Ao mesmo tempo, busca-se o reconhecimento oficial de outros aspectos típicos dessa cultura, como a canoa caiçara, feita a partir de um único tronco. Segundo o pesquisador Antonio Carlos Diegues, os saberes para sua construção incluem a escolha da árvore, o momento do corte e o ângulo certo de corte da madeira para a formação de cada uma das partes da embarcação.
Hoje, muitos dos antigos fabricantes caiçaras abandonaram a atividade em razão das dificuldades impostas, e a maioria dos pescadores usa embarcações de outros materiais.
Em nota, a Secretaria Estadual do Meio Ambiente de São Paulo afirma que a preservação ambiental é prioritária em relação aos direitos culturais dos povos tradicionais e que a proteção da fauna e da flora beneficia a todos, inclusive os descendentes dos caiçaras.
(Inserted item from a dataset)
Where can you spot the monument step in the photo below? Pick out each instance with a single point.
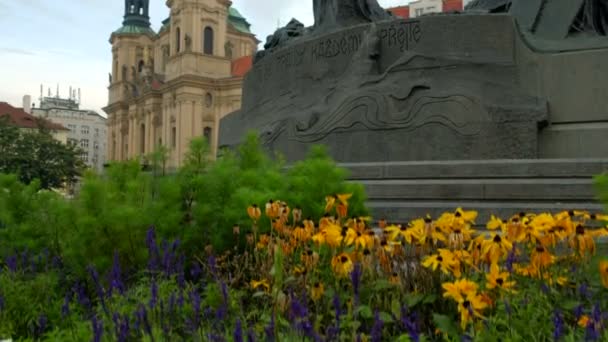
(502, 168)
(555, 189)
(405, 211)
O Ministério do Meio Ambiente, por sua vez, diz levar em consideração o papel dos povos tradicionais na conservação da natureza, como defendem os especialistas, e incentivar em caráter experimental o manejo em áreas de reservas de proteção integral.
Pesca
No antigo território caiçara, foram construídos diversos condomínios residenciais, mais de uma dezena de parques, estações ecológicas e áreas de proteção ambiental, além dos portos de São Sebastião e Santos, em São Paulo, e Paranaguá-Antonina, no Paraná, e da bacia de extração de petróleo e gás natural de Santos, a segunda em produção do país.
Em Santos, existem duas comunidades caiçaras, ambas longe da orla, na parte continental: Ilha Diana e Monte Cabrão. Outra comunidade, chamada Ilha Caraguatá, fica em Cubatão, cidade do litoral paulista que não tem praias.
As três têm em comum a área de pesca: o estuário de Santos, trecho de mar que fica atrás de Santos, São Vicente e Guarujá.
Nascido e criado em ilha Diana, Eduardo Hipólito Filho, 47, é da terceira geração de pescadores da sua família radicados lá. "Comecei a pescar aqui quando era criança, a gente ia num barco a remo pegar camarão", conta.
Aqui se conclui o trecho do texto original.